当初は成績が振るわなかったものの、マイルチャンピオンシップを制したトウカイポイント阪神ジュベナイルフィリーズを制したヤマニンシュクルなどを輩出し、種牡馬としては成功していると言える。
しかし、トウカイポイントはセン馬(去勢した馬)であり、ヤマニンシュクルは当然ながら牝馬である。
そのため、未だ彼の後継種牡馬は出ていない。

そして2013年8月30日、繋養先の社台スタリオンステーションで心不全により、この世を去った。
享年25歳。
後継のメドは未だ立っておらず、現状のままでは「皇帝」シンボリルドルフのサイアーラインは途絶えてしまう事となる。

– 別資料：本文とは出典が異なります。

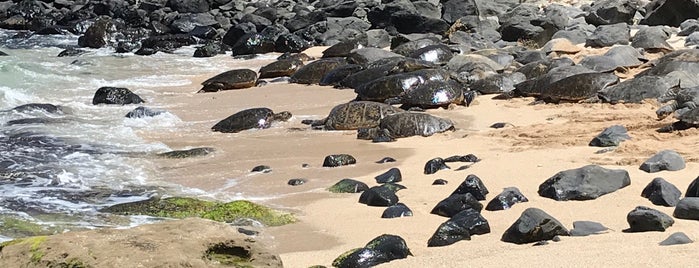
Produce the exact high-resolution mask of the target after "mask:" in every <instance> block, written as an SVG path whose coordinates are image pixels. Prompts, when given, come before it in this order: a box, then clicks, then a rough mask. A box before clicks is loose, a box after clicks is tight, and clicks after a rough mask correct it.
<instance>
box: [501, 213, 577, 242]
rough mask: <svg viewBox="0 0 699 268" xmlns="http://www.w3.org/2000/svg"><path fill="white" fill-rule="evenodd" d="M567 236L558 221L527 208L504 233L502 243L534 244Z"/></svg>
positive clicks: (558, 221)
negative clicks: (547, 240) (507, 242)
mask: <svg viewBox="0 0 699 268" xmlns="http://www.w3.org/2000/svg"><path fill="white" fill-rule="evenodd" d="M559 235H562V236H569V235H570V234H569V233H568V229H566V228H565V227H564V226H563V225H562V224H561V223H560V222H559V221H558V220H556V219H555V218H553V217H551V215H549V214H547V213H546V212H544V211H543V210H541V209H538V208H528V209H526V210H524V212H522V215H521V216H520V217H519V219H517V221H515V223H514V224H512V226H510V228H508V229H507V230H506V231H505V233H503V235H502V238H501V239H500V240H502V241H503V242H509V243H515V244H527V243H534V242H538V241H542V240H551V239H553V238H554V237H556V236H559Z"/></svg>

競馬界の「帝王」として駆け抜けた、気高き馬生であった。

競走成績

S=ステークス

競走名グレード施行条件人気着順騎手
3歳新馬新馬阪神芝1800m1人1着安田隆行
シクラメンSOP京都芝2000m3人1着安田隆行
若駒SOP京都芝2000m1人1着安田隆行
若葉SOP中山芝2000m1人1着安田隆行
皐月賞GⅠ中山芝2000m1人1着安田隆行
東京優駿GⅠ東京芝2400m1人1着安田隆行
大阪杯GⅡ阪神芝2000m1人1着岡部幸雄
天皇賞(春)GⅠ京都芝3200m1人5着岡部幸雄
天皇賞(秋)GⅠ東京芝2000m1人7着岡部幸雄
ジャパンカップGⅠ東京芝2400m5人1着岡部幸雄
有馬記念GⅠ中山芝2500m1人11着田原成貴
有馬記念GⅠ中山芝2500m4人1着田原成貴

生涯成績 12戦9勝
9-0-0-3

誕生に関する逸話

1987年春、シンボリルドルフの種付け権を確保したオーナーは配合相手にオークス馬トウカイローマンを予定していた。
新潟大賞典を、勝ったら最後の花道として、負けたら潔く、どっちにしても引退のつもりで出走させたところ2着。この結果に、せっかくだから勝てるまでやろうと引退を撤回。
ルドルフの種付け権はトウカイナチュラルに使うことにし、トウカイテイオーが生まれた。ちなみに、翌年引退したトウカイローマンにシンボリルドルフを付け、生まれてきたのがトウカイテイムスだが、25戦0勝という結果に終わっている。
また、現役続行したトウカイローマンは1987年10月に京都大賞典を制したが、これは
武豊の重賞初勝利となった。トウカイローマンが引退していたら、武豊の重賞初勝利も別の馬で記録されていたことになる。

余談

・2011年の日本ダービーのCMには、このトウカイテイオーが題材として使われている。
その際のキャッチコピーは、「天才はいる。悔しいが。」
偉大なる父の力を受け継ぎ、無敗でのクラシック2冠を達成したテイオーには、確かに「天才」という言葉が似合うだろう。
しかしそれ以上に、有馬記念での奇跡の復活の際には血の滲むような「努力」も重ねていただろうが。

・競馬シミュレーションゲームウイニングポストシリーズでは、テイオーが幼駒時代に起こした柵越え事件がイベントとして存在している。
ウイニングポスト7では、スピードA以上、瞬発力or勝負根性、柔軟性、パワーSの幼駒が起こす事があるイベントである。
重要なサブパラメータである「パワー」と「柔軟性」の高さが保障される上一定以上のスピードも期待できるため、非常に美味しいイベントだと言える。
また、同シリーズにはテイオー産駒であるサードステージという馬が登場している。
多くのシリーズで無敗の3冠を達成する上にほとんどの場合連対を外さないという、化物じみた馬である。
「皇帝」から「帝王」へ、そして「三番目の舞台」へと繋がる血統ロマンを体現した馬。
彼に勝つ事が、ウイニングポストシリーズの一つの目標と言えるだろう。
そのため、現実でも「サードステージまだかなー」といった事が冗談半分で言われる事があるらしい。
ある意味、ウイニングポストシリーズの要となっているのがトウカイテイオーと言えるだろう。